Turkey calls on China to close Muslim concentration camps

A file picture of  Turkish Foreign Ministry spokesman Hami Aksoy.  Image: Anadolu Agency/Getty Images.

DHARAMSALA, Feb 11: Turkey has called on China to end the mass detention of Uighur and close Muslim ‘concentration camps’.

“The policy of systematic assimilation against the Uighur Turks carried out by the authorities of China is a great shame for humanity,” media reports quoted Foreign Ministry spokesman Hami Aksoy as saying in a statement on Saturday.

“It is no longer a secret that more than 1 million Uighur Turks incurring arbitrary arrests are subjected to torture and political brainwashing in internment camps and prisons,” he added.

The criticism from Turkey’s Foreign Ministry came after the death of a renowned Uighur poet and musician, Abdurehim Heyit in Chinese custody.

Meanwhile, Turkey has also called on the international community and UN Secretary-General Antonio Guterres “to take effective steps to end the human tragedy in Xinjiang.”

However, Beijing, as expected, has rejected the Turkish Foreign Ministry’s claims of the mass detention of the Uighur Muslims.

The Chinese Embassy in Ankara has reportedly called the remarks unacceptable and demanded Turkey “withdraw its accusations,” in a lengthy response posted online.
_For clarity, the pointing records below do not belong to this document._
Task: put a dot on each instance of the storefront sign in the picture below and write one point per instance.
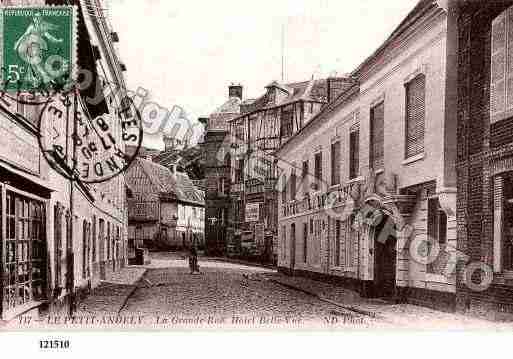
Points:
(252, 212)
(18, 146)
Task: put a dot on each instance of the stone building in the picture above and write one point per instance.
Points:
(485, 158)
(373, 174)
(59, 237)
(261, 128)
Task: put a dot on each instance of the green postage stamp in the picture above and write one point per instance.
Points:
(38, 47)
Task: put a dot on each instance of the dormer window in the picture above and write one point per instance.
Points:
(501, 84)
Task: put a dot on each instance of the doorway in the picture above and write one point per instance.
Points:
(292, 246)
(384, 261)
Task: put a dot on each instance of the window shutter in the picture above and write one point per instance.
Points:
(415, 116)
(377, 136)
(498, 67)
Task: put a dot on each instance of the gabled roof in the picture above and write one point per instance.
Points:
(312, 90)
(160, 177)
(230, 106)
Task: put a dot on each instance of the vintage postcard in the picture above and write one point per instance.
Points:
(246, 166)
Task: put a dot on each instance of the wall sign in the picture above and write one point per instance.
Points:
(252, 212)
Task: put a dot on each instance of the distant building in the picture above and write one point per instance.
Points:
(370, 182)
(166, 210)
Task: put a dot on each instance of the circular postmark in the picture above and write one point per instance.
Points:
(87, 149)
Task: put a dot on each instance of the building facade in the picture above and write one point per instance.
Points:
(262, 127)
(59, 238)
(485, 158)
(369, 185)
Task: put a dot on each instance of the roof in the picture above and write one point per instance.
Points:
(418, 11)
(342, 98)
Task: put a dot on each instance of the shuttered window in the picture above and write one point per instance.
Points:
(354, 153)
(377, 136)
(501, 89)
(335, 163)
(415, 116)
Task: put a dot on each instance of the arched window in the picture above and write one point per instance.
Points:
(501, 84)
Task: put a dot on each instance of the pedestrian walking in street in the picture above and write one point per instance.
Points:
(193, 260)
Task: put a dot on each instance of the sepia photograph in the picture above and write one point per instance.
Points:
(241, 166)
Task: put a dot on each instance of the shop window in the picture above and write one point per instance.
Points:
(24, 260)
(304, 177)
(501, 74)
(377, 136)
(58, 248)
(318, 168)
(437, 232)
(415, 116)
(305, 242)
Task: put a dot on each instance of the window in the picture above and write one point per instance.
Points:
(318, 167)
(351, 237)
(337, 243)
(354, 153)
(305, 242)
(284, 190)
(304, 177)
(437, 232)
(377, 137)
(501, 84)
(335, 163)
(415, 116)
(287, 117)
(293, 185)
(58, 249)
(25, 251)
(239, 171)
(85, 249)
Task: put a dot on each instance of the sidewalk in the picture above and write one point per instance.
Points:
(404, 316)
(111, 295)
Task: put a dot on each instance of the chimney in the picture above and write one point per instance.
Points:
(235, 91)
(169, 143)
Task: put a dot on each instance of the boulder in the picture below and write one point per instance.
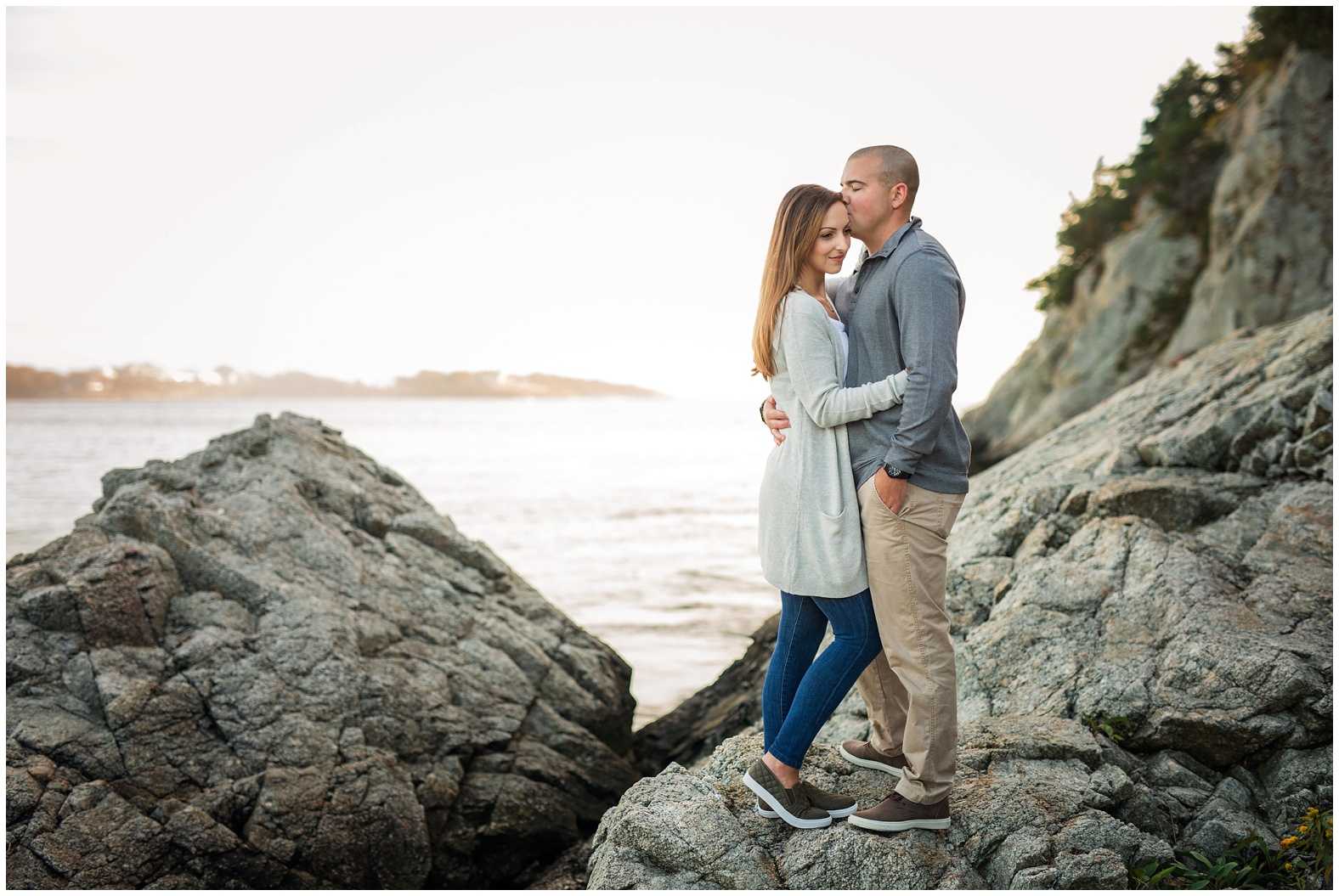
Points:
(272, 663)
(1020, 803)
(1136, 566)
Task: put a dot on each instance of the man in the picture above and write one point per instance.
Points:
(903, 308)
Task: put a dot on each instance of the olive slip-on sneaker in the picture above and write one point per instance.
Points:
(900, 814)
(834, 803)
(864, 754)
(792, 805)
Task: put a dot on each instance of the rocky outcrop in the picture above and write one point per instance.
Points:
(1167, 559)
(1271, 228)
(1153, 295)
(723, 709)
(272, 663)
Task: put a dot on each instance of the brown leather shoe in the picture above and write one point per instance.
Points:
(864, 754)
(900, 814)
(837, 805)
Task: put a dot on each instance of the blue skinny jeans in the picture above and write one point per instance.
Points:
(801, 693)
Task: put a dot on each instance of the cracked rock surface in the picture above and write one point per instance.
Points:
(1165, 557)
(272, 663)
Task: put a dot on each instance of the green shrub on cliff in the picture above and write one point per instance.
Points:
(1178, 161)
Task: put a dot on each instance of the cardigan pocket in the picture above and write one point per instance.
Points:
(834, 545)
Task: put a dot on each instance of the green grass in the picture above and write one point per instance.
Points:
(1302, 860)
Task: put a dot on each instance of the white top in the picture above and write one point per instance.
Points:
(809, 536)
(845, 345)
China has reportedly begun to construct a huge network of detention camps in the northwest of Uighur in 2017 where an estimation of over a million indigenous Uyghur and Kazakhs are currently being held in detention without trial.

While China says the detention camps equipped with high-tech network of surveillance systems are necessary to counter Islamic extremism, the huge numbers involved, and the detention of many Uyghur cultural leaders – writers and poets, academics and publishers, singers and comedians – suggest that the camps are designed to eradicate local languages and cultures to remould the region’s peoples as secular and patriotic Chinese citizens says Uighur expert ProfessorRachel Harris from School of Arts at SOAS, University of London.

Uyghurs in exile are now calling the situation a case of cultural genocide, she added.